Engineering > 40 Majors > Electrical Engineering
Electrical Engineering -- Building Brains and Power

If either math or physics is your strength in high school, we can teach you to use that talent to make the world smarter, safer, more efficient, and more high-tech. Electrical Engineering is a useful, lucrative, and often impressive form of applied math. About a fifth of all engineering jobs are in Electrical or Electronics Engineering, so there are lots of different jobs around, but power and telecommunications jobs are probably the obvious fields that hire electrical engineers in the USA.

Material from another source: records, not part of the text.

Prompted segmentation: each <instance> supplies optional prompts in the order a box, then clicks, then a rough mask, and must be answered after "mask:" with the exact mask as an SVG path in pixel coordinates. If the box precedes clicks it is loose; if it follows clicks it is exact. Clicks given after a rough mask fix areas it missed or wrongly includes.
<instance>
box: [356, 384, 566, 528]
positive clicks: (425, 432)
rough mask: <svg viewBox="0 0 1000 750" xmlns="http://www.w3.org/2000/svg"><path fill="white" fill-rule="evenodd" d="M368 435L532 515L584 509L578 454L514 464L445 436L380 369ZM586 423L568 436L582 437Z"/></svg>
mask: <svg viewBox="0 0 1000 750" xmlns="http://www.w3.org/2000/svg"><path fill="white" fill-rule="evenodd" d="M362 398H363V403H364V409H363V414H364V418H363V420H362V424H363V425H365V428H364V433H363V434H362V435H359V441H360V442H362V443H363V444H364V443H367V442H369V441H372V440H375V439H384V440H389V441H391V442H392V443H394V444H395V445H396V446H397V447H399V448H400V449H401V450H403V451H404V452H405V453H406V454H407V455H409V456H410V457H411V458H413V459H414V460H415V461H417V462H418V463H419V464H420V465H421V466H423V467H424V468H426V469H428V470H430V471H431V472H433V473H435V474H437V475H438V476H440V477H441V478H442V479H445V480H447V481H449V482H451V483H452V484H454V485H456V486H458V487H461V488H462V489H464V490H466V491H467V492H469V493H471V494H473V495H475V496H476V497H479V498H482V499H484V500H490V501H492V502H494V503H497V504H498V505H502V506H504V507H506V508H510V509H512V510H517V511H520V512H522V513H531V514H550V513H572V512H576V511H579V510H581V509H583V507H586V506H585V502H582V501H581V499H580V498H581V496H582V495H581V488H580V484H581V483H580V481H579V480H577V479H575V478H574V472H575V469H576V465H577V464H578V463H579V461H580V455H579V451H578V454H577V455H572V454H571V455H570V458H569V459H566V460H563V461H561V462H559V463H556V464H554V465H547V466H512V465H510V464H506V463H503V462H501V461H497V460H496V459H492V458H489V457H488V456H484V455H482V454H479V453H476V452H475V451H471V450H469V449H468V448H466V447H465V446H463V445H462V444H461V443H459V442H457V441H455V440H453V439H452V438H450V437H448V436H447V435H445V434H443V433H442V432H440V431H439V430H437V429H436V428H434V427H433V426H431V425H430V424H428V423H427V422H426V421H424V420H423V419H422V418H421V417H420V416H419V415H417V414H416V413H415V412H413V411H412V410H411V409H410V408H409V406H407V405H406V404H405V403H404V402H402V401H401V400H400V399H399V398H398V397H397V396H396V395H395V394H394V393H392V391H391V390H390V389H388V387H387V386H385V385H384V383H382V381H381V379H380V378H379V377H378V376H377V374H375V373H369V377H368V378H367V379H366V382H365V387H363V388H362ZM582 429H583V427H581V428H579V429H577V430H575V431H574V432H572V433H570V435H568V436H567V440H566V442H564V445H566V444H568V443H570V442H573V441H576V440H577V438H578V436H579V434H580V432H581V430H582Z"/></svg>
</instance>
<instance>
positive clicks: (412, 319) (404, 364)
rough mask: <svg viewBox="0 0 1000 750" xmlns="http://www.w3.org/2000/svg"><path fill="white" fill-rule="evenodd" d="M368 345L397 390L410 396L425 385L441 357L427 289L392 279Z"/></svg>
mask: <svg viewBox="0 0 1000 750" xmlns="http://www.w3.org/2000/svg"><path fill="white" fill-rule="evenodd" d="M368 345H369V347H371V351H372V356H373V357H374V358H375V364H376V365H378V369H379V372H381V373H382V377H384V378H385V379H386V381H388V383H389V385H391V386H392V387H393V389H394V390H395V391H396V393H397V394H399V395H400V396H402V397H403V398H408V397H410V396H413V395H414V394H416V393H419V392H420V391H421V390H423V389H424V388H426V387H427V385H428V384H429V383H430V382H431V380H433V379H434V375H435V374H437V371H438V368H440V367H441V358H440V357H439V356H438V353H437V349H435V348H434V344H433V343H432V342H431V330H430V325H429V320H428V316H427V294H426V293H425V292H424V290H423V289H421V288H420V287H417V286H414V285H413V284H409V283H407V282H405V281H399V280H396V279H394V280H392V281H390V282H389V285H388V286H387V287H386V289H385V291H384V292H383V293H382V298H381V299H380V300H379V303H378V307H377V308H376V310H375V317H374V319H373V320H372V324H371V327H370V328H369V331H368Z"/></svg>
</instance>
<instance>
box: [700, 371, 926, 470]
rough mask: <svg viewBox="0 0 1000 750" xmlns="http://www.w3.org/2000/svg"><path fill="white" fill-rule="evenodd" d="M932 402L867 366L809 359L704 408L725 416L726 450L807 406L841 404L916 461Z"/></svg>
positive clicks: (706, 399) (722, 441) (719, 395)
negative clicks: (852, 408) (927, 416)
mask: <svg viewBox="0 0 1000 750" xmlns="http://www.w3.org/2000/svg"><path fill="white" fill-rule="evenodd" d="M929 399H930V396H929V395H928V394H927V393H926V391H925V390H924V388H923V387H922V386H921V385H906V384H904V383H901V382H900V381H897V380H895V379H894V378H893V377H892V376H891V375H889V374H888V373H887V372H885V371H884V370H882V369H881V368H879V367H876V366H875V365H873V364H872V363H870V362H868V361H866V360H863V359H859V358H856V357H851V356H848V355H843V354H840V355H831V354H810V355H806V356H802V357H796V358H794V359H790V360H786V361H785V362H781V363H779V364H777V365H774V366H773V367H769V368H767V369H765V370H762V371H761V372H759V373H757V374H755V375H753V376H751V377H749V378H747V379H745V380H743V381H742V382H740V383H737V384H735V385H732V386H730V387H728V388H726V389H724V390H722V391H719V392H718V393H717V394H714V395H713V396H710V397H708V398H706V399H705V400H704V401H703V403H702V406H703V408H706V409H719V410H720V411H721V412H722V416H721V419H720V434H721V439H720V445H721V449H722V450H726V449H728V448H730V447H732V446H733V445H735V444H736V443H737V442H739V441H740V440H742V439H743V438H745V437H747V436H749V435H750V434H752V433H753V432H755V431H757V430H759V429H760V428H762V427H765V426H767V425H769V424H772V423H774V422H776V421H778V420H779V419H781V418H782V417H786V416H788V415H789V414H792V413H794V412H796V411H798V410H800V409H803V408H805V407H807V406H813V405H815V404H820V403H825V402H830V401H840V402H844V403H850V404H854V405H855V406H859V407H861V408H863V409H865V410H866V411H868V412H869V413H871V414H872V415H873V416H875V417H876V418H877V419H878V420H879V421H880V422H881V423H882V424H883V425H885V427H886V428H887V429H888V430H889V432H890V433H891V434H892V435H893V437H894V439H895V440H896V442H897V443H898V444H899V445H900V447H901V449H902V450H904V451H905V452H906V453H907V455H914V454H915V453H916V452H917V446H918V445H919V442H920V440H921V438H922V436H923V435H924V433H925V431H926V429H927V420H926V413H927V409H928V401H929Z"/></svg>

At Tri-State University, we have courses that teach you to think like an engineer, and first-rate labs to develop your hands-on skills. Most of all, we have professors who are experts both in the state-of-the-art and in teaching. Dr. Steve Carr is our power and motors expert, and he both teaches and supervises labs for students with a special interest in the motors and generators that operate hybrid cars and wind power generators. Dr. Larry Samuelson is our electronics professor, who teaches courses that have his students building radio-frequency systems. Dr. Bob Whelchel teaches signals and design, showing his students how to choose and design the signals that you will send from antenna to antenna. These courses are small enough (usually about ten students in each) to provide you the personal attention you deserve from a Ph. D. at every stage of your work.

Most of our students go to work straight out of college commanding good salaries (the federal government says starting salaries average just under $52 000, and TSU grads are in this category). In fact, many have jobs lined upon before graduation. However, some go on to graduate school to get a Master's or Ph. D in Electrical Engineering; we've sent students to graduate schools as far away as Reno, Nevada and Baltimore, Maryland, and as close as West Lafayette, Indiana. Career jobs and summer jobs include power engineering with motor makers and construction firms, telecommunications at Sprint, ITT or electronics work at machinery makers like John Deere and Cummins, among others.

Program Strengths:
Our department emphasizes learning through creating and testing student ideas in lab. Fundamental concepts and vocabulary are best retained when they come to life. We don't cut corners! We believe our students learn more concepts more thoroughly because of labs - projects aren't a way out of learning, but a way into it.

Co-operative Education and Internship:
We encourage, but do not require, co-operative education. We strongly encourage internship work in the major over the summer, or a summer Research Experience at a big state school (usually funded by the National Science Foundation). This way you will benefit from the close-knit learning environment here, and also learn from the wider resources of big institutions. These experiences also help (a lot) with your job search. The department faculty do offer you help in your job search, but we do not take over the responsibility of finding you a job.